Take AOC for example. It’s so refreshing to be lectured on morality and gubmint by a 29 year-old brat who’s a former barmaid. Hard to imagine a worse fate for Americans.
Now she puts together Ikea furniture somewhere, while making videos to scold the electorate and the right. It’s not really clear who she is speaking to though you get the gist of her spew. She seems to have a compulsive need to call out someone constantly. For what? That apparently is sparked by dissent with her.
Now she’s lecturing us about our future progeny. But she has already told young people maybe think about having kids. Why do I think officially committing her to the criminally insane would not even stop her incessant dribble? She’s totally out of control.
While some people say “let her keep talking, she’s the best thing for Republicans,” she has that nagging way of making a bigger mockery of our DC Swamp. The O now stands for obnoxious. This is the new thing…this is the future of politics?
Nancy and Auntie Maxine, you’ve been outflanked.
It’s hard to believe we have disintegrated to this juvenile level, and that people would accept it as the new normal. Apparently there is no one waiting in the wings with the hook to pull her off. She keeps the daily disgust meter pegged. Good for Republicans? I find it hard to think she’d be good for anything.
Here’s the latest Poor Me video.
“How do you stay grounded and focused?” Really, who the hell said AOC was focused?
I guess DIY-TV was not interested in her instructional videos, so we’re stuck with them. She reminds us that the internet documents everything. And that she pities us for our role in history right now. Wow, call the men in the white suits, she’s off.
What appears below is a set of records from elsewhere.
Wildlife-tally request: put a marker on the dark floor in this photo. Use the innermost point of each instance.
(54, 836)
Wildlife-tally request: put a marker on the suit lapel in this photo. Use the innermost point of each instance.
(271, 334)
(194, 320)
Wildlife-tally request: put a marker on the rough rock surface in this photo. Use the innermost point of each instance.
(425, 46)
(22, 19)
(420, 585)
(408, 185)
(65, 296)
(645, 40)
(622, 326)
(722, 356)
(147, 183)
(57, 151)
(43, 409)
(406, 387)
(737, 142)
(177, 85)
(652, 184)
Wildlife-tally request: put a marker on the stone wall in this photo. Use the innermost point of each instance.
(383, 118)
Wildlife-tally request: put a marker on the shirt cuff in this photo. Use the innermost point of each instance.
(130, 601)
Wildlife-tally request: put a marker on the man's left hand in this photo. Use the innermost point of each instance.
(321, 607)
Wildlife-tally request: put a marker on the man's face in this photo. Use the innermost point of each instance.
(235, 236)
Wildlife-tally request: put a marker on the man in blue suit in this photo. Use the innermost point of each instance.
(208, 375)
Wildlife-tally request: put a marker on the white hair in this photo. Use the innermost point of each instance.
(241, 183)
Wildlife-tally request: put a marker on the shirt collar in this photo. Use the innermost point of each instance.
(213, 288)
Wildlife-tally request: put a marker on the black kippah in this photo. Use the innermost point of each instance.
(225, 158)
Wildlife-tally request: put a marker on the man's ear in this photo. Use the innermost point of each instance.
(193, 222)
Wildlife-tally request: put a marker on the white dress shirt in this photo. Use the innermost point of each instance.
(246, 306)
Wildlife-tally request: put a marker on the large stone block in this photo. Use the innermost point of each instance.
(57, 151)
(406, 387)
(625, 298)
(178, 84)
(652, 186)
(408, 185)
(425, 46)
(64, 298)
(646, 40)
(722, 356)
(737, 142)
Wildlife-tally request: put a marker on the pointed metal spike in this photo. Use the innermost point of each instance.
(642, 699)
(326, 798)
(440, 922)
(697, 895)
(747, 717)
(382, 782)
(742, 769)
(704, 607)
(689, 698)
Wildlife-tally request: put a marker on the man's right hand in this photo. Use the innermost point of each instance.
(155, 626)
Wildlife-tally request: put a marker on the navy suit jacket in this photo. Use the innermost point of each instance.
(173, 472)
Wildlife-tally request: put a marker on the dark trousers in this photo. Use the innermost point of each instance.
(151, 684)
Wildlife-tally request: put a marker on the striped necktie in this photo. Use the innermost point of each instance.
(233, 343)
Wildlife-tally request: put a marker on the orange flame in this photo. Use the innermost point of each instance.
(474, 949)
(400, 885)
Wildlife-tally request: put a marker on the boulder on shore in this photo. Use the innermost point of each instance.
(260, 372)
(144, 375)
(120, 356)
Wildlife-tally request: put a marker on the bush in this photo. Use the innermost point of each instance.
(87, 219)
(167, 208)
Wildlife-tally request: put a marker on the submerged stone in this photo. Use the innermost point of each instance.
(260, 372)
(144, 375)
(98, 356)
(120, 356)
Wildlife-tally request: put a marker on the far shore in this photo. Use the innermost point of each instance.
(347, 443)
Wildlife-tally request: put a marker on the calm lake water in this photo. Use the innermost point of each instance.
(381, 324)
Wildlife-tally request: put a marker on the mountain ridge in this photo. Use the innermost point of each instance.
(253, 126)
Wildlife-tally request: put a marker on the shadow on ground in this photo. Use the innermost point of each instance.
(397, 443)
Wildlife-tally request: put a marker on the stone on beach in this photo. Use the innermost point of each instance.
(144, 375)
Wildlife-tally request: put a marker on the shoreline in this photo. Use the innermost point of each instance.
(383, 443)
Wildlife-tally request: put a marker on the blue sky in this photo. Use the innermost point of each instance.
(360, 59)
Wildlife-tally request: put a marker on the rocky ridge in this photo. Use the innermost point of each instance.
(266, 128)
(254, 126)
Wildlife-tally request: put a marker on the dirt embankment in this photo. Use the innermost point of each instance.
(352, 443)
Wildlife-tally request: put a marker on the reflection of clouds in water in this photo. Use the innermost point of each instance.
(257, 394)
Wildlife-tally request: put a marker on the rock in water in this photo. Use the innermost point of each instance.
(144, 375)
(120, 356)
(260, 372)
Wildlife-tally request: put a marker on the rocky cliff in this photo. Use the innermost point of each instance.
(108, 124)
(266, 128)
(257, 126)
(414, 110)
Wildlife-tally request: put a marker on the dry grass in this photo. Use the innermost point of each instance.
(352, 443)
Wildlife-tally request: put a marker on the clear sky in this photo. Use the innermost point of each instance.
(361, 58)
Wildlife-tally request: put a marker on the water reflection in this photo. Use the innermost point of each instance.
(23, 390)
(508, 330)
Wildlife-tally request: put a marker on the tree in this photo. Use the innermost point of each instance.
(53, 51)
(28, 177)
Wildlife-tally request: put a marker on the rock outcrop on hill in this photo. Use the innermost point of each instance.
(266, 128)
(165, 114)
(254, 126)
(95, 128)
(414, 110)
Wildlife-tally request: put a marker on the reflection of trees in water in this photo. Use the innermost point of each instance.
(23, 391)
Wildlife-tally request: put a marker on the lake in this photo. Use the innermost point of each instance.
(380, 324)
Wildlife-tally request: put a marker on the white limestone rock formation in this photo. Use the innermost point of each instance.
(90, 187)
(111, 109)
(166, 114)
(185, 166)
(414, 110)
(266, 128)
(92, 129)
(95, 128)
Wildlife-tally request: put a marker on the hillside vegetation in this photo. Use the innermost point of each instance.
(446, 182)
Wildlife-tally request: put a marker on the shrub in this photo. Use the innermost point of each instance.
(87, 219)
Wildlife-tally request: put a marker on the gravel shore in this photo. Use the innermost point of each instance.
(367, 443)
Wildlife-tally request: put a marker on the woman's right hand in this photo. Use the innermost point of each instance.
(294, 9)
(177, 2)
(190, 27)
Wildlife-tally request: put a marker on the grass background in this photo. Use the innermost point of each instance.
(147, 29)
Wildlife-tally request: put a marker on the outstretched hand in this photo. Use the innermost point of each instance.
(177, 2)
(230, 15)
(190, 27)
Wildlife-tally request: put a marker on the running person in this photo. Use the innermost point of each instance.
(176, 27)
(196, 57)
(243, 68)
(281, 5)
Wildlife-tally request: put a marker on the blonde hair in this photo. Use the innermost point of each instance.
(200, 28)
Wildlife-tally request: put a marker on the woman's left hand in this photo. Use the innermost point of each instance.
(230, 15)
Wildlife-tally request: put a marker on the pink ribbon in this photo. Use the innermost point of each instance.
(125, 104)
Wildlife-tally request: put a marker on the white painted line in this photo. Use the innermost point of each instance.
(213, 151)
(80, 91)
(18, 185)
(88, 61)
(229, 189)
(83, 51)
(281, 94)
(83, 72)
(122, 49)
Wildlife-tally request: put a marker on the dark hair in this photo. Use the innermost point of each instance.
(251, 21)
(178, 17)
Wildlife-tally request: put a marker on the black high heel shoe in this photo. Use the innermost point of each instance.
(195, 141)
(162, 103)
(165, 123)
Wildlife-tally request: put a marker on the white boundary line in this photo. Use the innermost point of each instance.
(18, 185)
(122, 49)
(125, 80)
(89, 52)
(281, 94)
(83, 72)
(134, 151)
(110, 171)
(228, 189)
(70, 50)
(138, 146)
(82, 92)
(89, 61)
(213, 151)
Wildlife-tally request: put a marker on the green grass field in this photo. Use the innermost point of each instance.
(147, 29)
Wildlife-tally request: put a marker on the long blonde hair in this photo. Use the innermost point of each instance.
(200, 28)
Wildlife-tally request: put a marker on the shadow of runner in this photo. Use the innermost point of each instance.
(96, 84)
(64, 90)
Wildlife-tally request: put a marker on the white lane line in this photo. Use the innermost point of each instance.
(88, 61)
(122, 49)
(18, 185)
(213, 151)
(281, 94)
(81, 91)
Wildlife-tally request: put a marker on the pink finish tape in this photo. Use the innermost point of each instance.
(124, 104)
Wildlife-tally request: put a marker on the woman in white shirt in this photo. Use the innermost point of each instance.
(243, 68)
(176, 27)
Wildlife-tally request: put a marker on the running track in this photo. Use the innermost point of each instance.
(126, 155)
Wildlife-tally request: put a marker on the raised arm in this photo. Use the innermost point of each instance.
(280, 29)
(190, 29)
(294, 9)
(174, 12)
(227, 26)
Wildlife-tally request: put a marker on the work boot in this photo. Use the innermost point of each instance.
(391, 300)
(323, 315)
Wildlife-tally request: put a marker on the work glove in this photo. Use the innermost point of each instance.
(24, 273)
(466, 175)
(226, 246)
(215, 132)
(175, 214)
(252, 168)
Note the vitriol. “Like why wouldn’t you all listen to me…an arrogant, narcissistic 29 year old, self-professed know it all? Huh, why wouldn’t you?”
She’s writing herself into history, or into the new Twilight Zone. Rod, we need a good intro for this one! When that crazy dog finally got the bumper.
Exhibit A for the psych evaluation. One thing for sure, nothing of her history will be lost on the internet. Kids, don’t grow up to do this!
(Any time someone starts off a video by getting on the floor and eating popcorn, I usually tune out. I should have followed my rule.)